Dharmavaram Municipality
- Formation: 1964
- Merger of: Municipal Corporation
- Type: Governmental organization
- Legal status: Local government
- Headquarters: Dharmavaram
- Location: Dharmavaram, Anantapur district, Andhra Pradesh, India;
- Official language: Telugu
- Municipal Commissioner: Pramod Kumar
- Main organ: Committee

= Dharmavaram Municipality =

Local self government in Andhra Pradesh, India

Dharmavaram Municipality is the local self-government of the city of Dharmavaram, located in the Indian state of Andhra Pradesh.
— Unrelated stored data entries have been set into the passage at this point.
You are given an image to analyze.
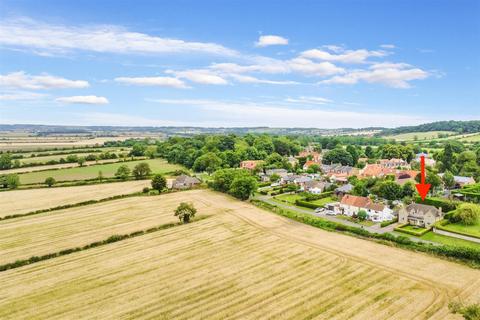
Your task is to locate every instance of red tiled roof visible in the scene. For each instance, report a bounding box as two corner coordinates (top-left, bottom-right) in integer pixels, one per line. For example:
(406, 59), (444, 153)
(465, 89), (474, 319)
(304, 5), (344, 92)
(340, 195), (370, 207)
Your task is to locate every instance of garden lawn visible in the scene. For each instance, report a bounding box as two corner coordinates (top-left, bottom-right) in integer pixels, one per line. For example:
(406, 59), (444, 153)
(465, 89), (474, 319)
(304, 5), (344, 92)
(439, 222), (480, 239)
(274, 193), (304, 204)
(309, 196), (336, 207)
(17, 159), (184, 184)
(335, 215), (376, 227)
(420, 232), (480, 249)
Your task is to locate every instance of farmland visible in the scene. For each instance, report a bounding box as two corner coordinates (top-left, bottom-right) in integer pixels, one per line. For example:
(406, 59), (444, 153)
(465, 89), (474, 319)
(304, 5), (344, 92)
(0, 190), (222, 264)
(0, 180), (151, 217)
(0, 190), (479, 319)
(383, 131), (455, 141)
(15, 158), (184, 184)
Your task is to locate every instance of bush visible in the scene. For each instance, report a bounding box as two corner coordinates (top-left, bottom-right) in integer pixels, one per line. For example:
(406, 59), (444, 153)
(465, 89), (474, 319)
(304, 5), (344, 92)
(449, 203), (480, 225)
(380, 218), (398, 228)
(295, 199), (321, 209)
(142, 187), (150, 193)
(415, 196), (458, 212)
(151, 174), (167, 192)
(45, 177), (56, 187)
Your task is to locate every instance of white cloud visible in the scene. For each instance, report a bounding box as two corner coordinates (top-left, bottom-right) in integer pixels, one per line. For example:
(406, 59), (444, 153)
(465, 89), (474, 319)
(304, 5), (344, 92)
(114, 76), (187, 88)
(166, 69), (228, 85)
(285, 96), (333, 105)
(0, 71), (89, 89)
(301, 48), (388, 64)
(288, 58), (345, 76)
(321, 62), (429, 88)
(380, 44), (396, 49)
(149, 98), (426, 128)
(0, 91), (48, 101)
(55, 95), (109, 105)
(0, 17), (238, 57)
(228, 74), (300, 85)
(255, 35), (289, 47)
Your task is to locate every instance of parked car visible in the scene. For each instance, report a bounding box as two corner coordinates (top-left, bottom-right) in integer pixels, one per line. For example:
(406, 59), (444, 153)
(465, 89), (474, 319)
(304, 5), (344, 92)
(325, 210), (337, 216)
(314, 207), (324, 213)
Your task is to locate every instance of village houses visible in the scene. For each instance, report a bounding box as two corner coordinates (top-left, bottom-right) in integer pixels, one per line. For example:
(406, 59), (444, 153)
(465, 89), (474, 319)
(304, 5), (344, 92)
(339, 195), (395, 222)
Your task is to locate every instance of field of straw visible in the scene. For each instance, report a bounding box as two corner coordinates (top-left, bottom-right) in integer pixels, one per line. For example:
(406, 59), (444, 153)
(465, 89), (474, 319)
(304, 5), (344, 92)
(0, 190), (479, 319)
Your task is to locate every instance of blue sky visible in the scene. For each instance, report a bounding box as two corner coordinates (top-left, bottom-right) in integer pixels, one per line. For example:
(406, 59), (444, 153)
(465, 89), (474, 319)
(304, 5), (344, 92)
(0, 0), (478, 128)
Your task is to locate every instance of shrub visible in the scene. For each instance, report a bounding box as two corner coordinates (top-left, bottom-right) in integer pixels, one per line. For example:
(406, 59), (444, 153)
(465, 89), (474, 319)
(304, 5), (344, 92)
(449, 203), (480, 225)
(151, 174), (167, 192)
(174, 202), (197, 223)
(45, 177), (56, 187)
(295, 200), (320, 209)
(115, 165), (131, 180)
(132, 162), (151, 179)
(142, 187), (150, 193)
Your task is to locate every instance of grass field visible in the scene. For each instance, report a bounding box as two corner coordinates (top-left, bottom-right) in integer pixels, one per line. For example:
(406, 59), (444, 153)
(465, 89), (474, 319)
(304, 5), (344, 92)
(384, 131), (455, 141)
(309, 196), (337, 207)
(18, 150), (128, 165)
(1, 190), (479, 319)
(0, 191), (222, 264)
(0, 180), (151, 218)
(16, 159), (183, 184)
(439, 222), (480, 238)
(420, 232), (480, 249)
(274, 193), (303, 204)
(2, 158), (122, 175)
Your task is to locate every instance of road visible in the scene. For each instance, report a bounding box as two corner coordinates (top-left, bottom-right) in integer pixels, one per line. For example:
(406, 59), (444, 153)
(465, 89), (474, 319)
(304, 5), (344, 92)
(254, 194), (439, 245)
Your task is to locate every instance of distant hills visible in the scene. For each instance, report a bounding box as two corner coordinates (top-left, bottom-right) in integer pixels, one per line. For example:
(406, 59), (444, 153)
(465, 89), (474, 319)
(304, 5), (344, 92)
(379, 120), (480, 136)
(0, 120), (479, 136)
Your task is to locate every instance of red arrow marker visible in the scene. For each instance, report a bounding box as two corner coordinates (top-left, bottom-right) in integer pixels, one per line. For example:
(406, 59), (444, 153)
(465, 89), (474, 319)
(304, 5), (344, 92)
(415, 155), (431, 201)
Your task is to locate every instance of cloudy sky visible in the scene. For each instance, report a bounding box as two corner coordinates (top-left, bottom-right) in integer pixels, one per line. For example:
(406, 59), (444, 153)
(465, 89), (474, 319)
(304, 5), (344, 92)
(0, 0), (478, 128)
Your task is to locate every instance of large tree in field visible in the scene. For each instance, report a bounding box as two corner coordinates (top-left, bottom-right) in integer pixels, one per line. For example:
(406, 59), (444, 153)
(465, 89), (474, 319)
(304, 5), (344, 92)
(115, 165), (131, 180)
(174, 202), (197, 223)
(151, 174), (166, 192)
(229, 176), (258, 200)
(0, 154), (12, 170)
(45, 177), (56, 187)
(132, 162), (151, 179)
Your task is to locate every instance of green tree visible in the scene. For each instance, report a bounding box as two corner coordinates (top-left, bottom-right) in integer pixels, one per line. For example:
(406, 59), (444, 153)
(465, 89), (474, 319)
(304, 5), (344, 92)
(378, 181), (403, 200)
(442, 170), (455, 189)
(66, 154), (79, 163)
(449, 301), (480, 320)
(115, 165), (131, 180)
(357, 210), (368, 221)
(211, 168), (251, 193)
(5, 174), (20, 189)
(130, 143), (146, 157)
(151, 174), (167, 192)
(323, 149), (353, 166)
(192, 152), (223, 173)
(307, 164), (321, 174)
(346, 145), (359, 165)
(441, 143), (455, 172)
(45, 177), (56, 187)
(270, 173), (281, 183)
(174, 202), (197, 223)
(229, 176), (258, 200)
(77, 157), (86, 167)
(450, 204), (480, 225)
(402, 181), (416, 198)
(98, 170), (104, 181)
(0, 153), (12, 170)
(365, 146), (375, 159)
(132, 162), (151, 179)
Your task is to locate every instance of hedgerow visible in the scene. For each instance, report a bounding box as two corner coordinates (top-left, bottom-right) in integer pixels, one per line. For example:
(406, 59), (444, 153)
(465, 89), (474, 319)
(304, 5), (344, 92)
(251, 199), (480, 267)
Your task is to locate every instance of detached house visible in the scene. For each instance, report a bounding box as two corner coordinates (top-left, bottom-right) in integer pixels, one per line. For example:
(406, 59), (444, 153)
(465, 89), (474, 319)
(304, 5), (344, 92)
(172, 175), (201, 189)
(437, 173), (476, 188)
(340, 195), (394, 222)
(240, 160), (263, 171)
(379, 158), (409, 168)
(398, 203), (443, 228)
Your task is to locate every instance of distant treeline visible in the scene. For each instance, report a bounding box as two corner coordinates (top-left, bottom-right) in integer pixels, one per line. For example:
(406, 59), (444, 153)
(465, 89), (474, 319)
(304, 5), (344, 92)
(379, 120), (480, 136)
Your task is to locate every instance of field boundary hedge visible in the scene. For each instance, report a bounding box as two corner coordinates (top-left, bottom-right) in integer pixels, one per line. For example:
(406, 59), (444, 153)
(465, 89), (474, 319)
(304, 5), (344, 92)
(251, 199), (480, 268)
(394, 224), (430, 237)
(0, 216), (210, 272)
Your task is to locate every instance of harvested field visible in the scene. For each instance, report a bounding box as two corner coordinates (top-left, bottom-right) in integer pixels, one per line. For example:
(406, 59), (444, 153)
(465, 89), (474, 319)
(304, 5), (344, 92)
(15, 158), (183, 184)
(0, 180), (151, 217)
(0, 191), (221, 264)
(0, 136), (134, 151)
(0, 158), (121, 175)
(0, 190), (479, 319)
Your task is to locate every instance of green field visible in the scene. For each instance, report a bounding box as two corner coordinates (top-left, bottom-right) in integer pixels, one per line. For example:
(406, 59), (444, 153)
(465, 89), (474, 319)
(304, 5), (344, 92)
(309, 196), (336, 207)
(458, 133), (480, 142)
(384, 131), (455, 141)
(439, 222), (480, 238)
(17, 159), (184, 184)
(274, 193), (304, 204)
(420, 231), (480, 249)
(19, 150), (129, 165)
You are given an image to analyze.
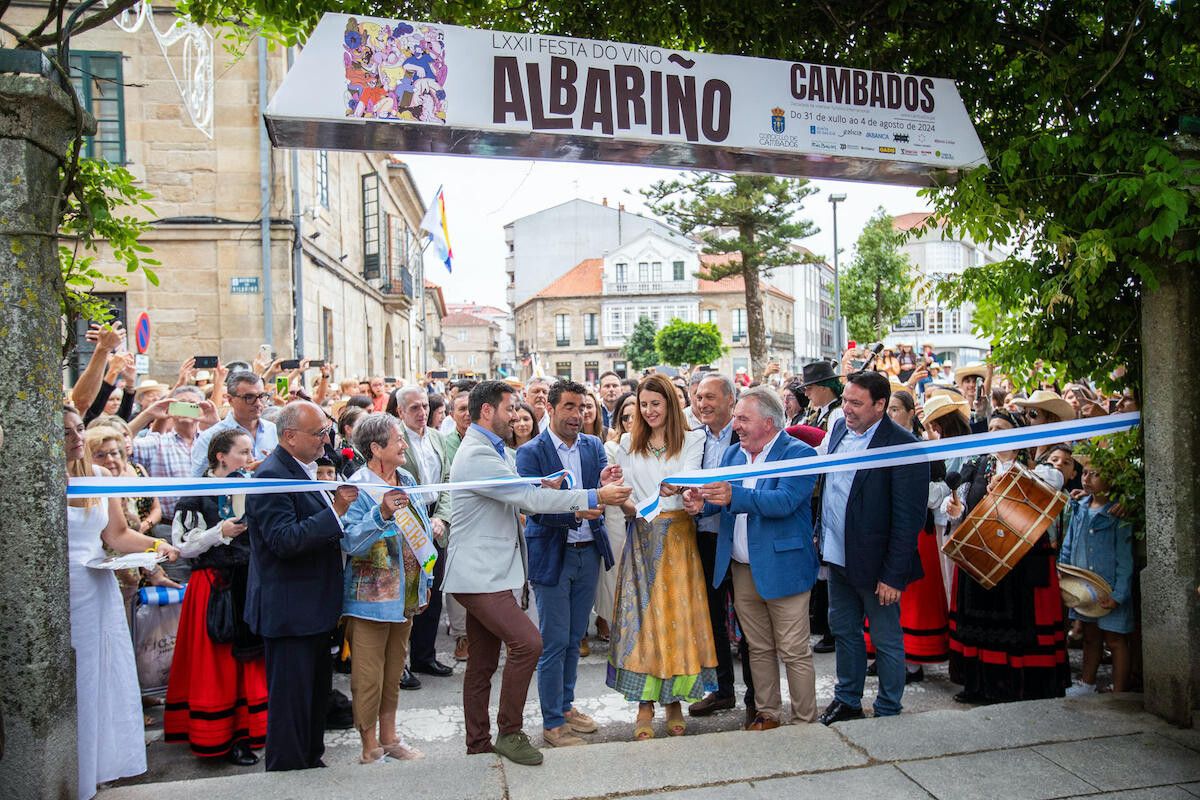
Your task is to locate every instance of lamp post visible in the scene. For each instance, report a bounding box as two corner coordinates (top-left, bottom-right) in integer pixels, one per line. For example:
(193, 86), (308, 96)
(828, 192), (847, 355)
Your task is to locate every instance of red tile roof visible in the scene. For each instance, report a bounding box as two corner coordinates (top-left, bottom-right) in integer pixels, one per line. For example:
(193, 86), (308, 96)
(892, 212), (934, 231)
(442, 312), (494, 327)
(528, 255), (792, 302)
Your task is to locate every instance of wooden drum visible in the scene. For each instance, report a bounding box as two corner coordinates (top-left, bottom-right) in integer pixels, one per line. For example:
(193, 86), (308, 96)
(942, 462), (1067, 590)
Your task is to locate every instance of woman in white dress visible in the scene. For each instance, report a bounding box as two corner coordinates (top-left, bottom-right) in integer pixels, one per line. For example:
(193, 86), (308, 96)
(605, 376), (715, 740)
(65, 406), (180, 799)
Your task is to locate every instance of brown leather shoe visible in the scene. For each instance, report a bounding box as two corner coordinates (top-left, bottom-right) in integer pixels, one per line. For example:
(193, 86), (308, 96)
(453, 636), (469, 662)
(745, 714), (781, 731)
(688, 692), (735, 717)
(543, 725), (585, 747)
(579, 637), (590, 657)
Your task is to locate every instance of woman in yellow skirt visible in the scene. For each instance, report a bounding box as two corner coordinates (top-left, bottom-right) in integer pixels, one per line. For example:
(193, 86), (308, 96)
(607, 374), (716, 739)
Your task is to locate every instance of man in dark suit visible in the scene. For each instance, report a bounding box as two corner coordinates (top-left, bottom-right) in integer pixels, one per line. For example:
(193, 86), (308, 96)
(515, 379), (618, 748)
(816, 371), (928, 725)
(245, 401), (358, 770)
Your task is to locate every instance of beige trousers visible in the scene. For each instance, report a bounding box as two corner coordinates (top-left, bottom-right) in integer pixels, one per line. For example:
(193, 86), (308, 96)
(345, 616), (413, 732)
(731, 562), (817, 724)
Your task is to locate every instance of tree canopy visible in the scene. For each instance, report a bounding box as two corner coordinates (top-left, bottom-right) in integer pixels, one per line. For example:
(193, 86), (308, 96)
(622, 315), (658, 371)
(654, 319), (725, 367)
(841, 209), (915, 343)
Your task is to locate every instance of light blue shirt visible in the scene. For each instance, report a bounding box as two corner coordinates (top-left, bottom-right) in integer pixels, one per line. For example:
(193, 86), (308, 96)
(548, 428), (592, 543)
(820, 417), (882, 568)
(696, 420), (734, 534)
(190, 412), (278, 476)
(471, 422), (507, 459)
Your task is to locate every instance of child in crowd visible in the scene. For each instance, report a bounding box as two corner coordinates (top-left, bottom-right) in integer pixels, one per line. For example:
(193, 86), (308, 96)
(1058, 458), (1134, 694)
(315, 456), (338, 483)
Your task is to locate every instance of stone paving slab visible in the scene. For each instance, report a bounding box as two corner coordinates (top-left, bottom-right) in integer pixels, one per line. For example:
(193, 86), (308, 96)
(897, 748), (1097, 800)
(833, 696), (1164, 762)
(100, 752), (506, 800)
(1035, 733), (1200, 793)
(1061, 789), (1198, 800)
(1180, 782), (1200, 797)
(1161, 729), (1200, 755)
(617, 764), (934, 800)
(503, 723), (868, 800)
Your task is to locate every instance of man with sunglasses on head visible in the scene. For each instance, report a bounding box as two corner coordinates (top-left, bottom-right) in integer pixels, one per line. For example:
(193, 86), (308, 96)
(190, 370), (279, 476)
(245, 400), (359, 770)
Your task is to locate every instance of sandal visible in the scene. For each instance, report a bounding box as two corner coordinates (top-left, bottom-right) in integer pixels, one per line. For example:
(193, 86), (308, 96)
(634, 703), (655, 741)
(665, 703), (686, 737)
(358, 746), (386, 764)
(382, 741), (424, 760)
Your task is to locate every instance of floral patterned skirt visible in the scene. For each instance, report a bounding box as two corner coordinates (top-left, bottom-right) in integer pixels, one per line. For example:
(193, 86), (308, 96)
(606, 511), (718, 704)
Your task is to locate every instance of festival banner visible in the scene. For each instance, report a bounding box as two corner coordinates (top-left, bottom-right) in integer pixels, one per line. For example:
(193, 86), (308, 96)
(265, 14), (988, 186)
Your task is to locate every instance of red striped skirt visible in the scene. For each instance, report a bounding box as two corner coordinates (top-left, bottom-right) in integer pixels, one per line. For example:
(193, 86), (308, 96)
(164, 568), (267, 757)
(864, 530), (949, 662)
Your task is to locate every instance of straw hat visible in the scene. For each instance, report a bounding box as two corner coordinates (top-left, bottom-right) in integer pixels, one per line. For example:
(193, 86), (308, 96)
(1057, 564), (1113, 618)
(925, 384), (964, 401)
(954, 362), (989, 381)
(922, 393), (971, 426)
(134, 378), (167, 397)
(889, 380), (909, 397)
(502, 377), (524, 389)
(194, 369), (213, 382)
(1013, 389), (1075, 422)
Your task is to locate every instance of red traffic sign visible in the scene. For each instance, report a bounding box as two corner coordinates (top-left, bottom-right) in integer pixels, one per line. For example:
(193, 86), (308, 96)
(134, 312), (151, 354)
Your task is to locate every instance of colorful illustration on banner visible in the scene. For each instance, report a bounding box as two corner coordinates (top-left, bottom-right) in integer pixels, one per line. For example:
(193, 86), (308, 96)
(343, 18), (447, 123)
(771, 107), (786, 134)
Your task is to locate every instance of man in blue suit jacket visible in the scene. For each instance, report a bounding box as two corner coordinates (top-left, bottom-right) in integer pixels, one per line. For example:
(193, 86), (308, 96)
(815, 371), (928, 726)
(245, 401), (358, 771)
(684, 386), (820, 729)
(515, 379), (617, 748)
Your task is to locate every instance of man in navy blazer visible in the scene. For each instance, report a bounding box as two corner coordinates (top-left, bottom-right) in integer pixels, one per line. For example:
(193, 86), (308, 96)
(815, 371), (928, 726)
(515, 379), (618, 747)
(684, 386), (820, 729)
(245, 401), (358, 771)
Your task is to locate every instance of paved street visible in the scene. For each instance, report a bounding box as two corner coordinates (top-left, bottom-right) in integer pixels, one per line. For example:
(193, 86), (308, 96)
(104, 691), (1200, 800)
(126, 616), (972, 784)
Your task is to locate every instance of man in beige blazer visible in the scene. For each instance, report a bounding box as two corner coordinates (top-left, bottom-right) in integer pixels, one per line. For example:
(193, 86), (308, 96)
(445, 381), (630, 766)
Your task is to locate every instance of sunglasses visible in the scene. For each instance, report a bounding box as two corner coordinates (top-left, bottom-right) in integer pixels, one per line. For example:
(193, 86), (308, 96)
(1027, 409), (1042, 420)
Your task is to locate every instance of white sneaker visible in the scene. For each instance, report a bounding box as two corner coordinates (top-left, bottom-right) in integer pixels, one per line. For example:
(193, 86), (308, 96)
(1065, 681), (1097, 697)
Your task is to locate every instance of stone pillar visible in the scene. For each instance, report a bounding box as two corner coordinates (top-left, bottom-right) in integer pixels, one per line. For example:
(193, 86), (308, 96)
(0, 71), (90, 798)
(1140, 135), (1200, 726)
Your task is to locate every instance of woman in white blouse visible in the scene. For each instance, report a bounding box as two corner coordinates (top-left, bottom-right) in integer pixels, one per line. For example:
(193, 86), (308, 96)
(606, 375), (716, 740)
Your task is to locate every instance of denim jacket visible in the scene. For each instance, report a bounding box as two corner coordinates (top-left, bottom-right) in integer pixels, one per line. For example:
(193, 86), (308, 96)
(339, 466), (434, 622)
(1059, 495), (1134, 606)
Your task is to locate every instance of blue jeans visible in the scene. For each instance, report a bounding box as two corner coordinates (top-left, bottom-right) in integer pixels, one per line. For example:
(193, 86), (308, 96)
(827, 566), (905, 716)
(534, 544), (601, 730)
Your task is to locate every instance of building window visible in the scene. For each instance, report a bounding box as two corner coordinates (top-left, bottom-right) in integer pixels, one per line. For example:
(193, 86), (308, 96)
(316, 150), (329, 208)
(585, 361), (599, 383)
(613, 360), (627, 378)
(673, 260), (685, 281)
(703, 308), (716, 325)
(732, 308), (747, 341)
(584, 313), (598, 345)
(556, 362), (572, 380)
(651, 261), (662, 282)
(615, 262), (628, 283)
(555, 314), (570, 346)
(362, 174), (381, 279)
(638, 261), (649, 282)
(68, 51), (126, 163)
(321, 306), (334, 360)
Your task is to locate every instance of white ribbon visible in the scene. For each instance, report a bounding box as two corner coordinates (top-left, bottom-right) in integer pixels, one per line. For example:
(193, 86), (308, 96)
(635, 412), (1140, 521)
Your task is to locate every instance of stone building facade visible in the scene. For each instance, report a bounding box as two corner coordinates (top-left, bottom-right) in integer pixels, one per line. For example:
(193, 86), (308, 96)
(2, 8), (442, 385)
(514, 230), (795, 382)
(441, 312), (502, 378)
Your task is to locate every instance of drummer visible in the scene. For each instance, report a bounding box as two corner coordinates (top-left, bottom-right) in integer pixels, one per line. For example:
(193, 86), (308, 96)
(942, 409), (1071, 704)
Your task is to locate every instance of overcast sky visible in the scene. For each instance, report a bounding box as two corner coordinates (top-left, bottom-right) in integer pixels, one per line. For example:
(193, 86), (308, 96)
(403, 154), (931, 306)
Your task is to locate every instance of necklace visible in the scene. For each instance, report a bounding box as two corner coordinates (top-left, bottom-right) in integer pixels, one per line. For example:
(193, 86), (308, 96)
(648, 440), (668, 458)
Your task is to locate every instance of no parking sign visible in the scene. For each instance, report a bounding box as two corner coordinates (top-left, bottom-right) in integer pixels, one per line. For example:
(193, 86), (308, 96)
(134, 312), (151, 354)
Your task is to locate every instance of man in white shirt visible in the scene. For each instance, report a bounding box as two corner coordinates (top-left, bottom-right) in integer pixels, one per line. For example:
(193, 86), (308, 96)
(525, 377), (552, 433)
(190, 371), (278, 476)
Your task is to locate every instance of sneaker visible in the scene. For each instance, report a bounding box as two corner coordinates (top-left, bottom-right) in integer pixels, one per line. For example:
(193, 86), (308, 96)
(494, 731), (544, 765)
(543, 725), (585, 747)
(564, 708), (598, 734)
(1066, 681), (1098, 697)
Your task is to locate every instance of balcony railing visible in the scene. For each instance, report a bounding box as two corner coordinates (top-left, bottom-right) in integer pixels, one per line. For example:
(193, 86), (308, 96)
(604, 279), (693, 295)
(556, 338), (570, 347)
(584, 337), (598, 346)
(381, 268), (414, 298)
(731, 332), (746, 343)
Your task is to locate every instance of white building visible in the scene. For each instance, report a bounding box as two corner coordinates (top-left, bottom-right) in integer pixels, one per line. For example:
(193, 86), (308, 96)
(446, 302), (516, 376)
(505, 198), (684, 309)
(765, 244), (839, 368)
(892, 212), (1001, 366)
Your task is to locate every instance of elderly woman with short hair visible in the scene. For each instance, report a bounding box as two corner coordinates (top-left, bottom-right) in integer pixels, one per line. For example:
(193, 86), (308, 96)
(340, 413), (435, 763)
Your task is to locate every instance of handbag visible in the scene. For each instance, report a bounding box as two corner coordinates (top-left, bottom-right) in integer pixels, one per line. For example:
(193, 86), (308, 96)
(205, 571), (237, 643)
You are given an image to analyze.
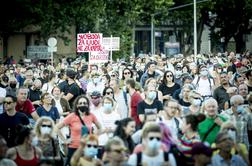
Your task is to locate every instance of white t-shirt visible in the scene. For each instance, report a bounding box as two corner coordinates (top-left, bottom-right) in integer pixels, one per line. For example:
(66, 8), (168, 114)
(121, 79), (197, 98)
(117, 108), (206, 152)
(96, 110), (120, 145)
(114, 90), (129, 119)
(161, 117), (182, 140)
(86, 82), (104, 95)
(0, 87), (6, 114)
(193, 76), (214, 96)
(41, 83), (54, 94)
(128, 151), (177, 166)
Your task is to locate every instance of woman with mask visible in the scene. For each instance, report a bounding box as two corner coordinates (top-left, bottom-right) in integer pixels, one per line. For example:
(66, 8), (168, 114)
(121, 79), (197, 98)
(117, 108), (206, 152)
(188, 90), (203, 115)
(141, 78), (163, 103)
(6, 125), (42, 166)
(34, 117), (62, 165)
(177, 114), (206, 166)
(70, 135), (102, 166)
(158, 70), (180, 101)
(114, 118), (136, 154)
(56, 95), (101, 166)
(137, 85), (163, 124)
(96, 97), (120, 146)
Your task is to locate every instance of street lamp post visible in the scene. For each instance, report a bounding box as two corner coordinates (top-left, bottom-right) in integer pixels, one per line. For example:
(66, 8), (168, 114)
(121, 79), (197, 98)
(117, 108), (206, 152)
(193, 0), (197, 61)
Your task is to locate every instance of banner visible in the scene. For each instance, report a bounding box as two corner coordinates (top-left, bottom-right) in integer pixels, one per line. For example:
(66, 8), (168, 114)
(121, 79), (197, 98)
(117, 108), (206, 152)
(89, 50), (109, 63)
(77, 33), (103, 52)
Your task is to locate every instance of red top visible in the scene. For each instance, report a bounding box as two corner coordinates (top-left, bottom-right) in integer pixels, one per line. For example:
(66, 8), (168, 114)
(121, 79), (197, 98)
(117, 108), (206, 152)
(15, 100), (35, 116)
(14, 147), (39, 166)
(130, 91), (142, 125)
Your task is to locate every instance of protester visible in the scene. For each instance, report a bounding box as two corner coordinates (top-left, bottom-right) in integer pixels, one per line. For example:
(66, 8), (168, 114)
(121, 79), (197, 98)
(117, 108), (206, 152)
(0, 135), (17, 166)
(127, 122), (177, 166)
(56, 95), (101, 166)
(198, 98), (226, 145)
(34, 117), (62, 165)
(210, 131), (247, 166)
(6, 125), (42, 166)
(36, 92), (60, 122)
(0, 95), (30, 147)
(114, 118), (136, 153)
(70, 135), (102, 166)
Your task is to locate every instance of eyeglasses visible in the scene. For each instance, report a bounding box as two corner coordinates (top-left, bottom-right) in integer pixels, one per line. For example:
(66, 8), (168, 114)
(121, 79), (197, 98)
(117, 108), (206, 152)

It is classified as a selection grade municipality.

== History ==
The municipality was formed in 1964, along with the Kadiri Municipality in Anantapur District.

==Administration==
The municipality is spread over an area of 40.45 km2 and has 40 election wards. The present chairperson of the municipality is Lingam Nirmala and the commissioner is B.Rama Mohan.

==Awards and achievements==
In 2015, it is one among the 31 cities in the state to be a part of water supply and sewerage services mission known as Atal Mission for Rejuvenation and Urban Transformation (AMRUT). In 2015, as per the Swachh Bharat Abhiyan of the Ministry of Urban Development, Dharmavaram Municipality was ranked 224th in the country.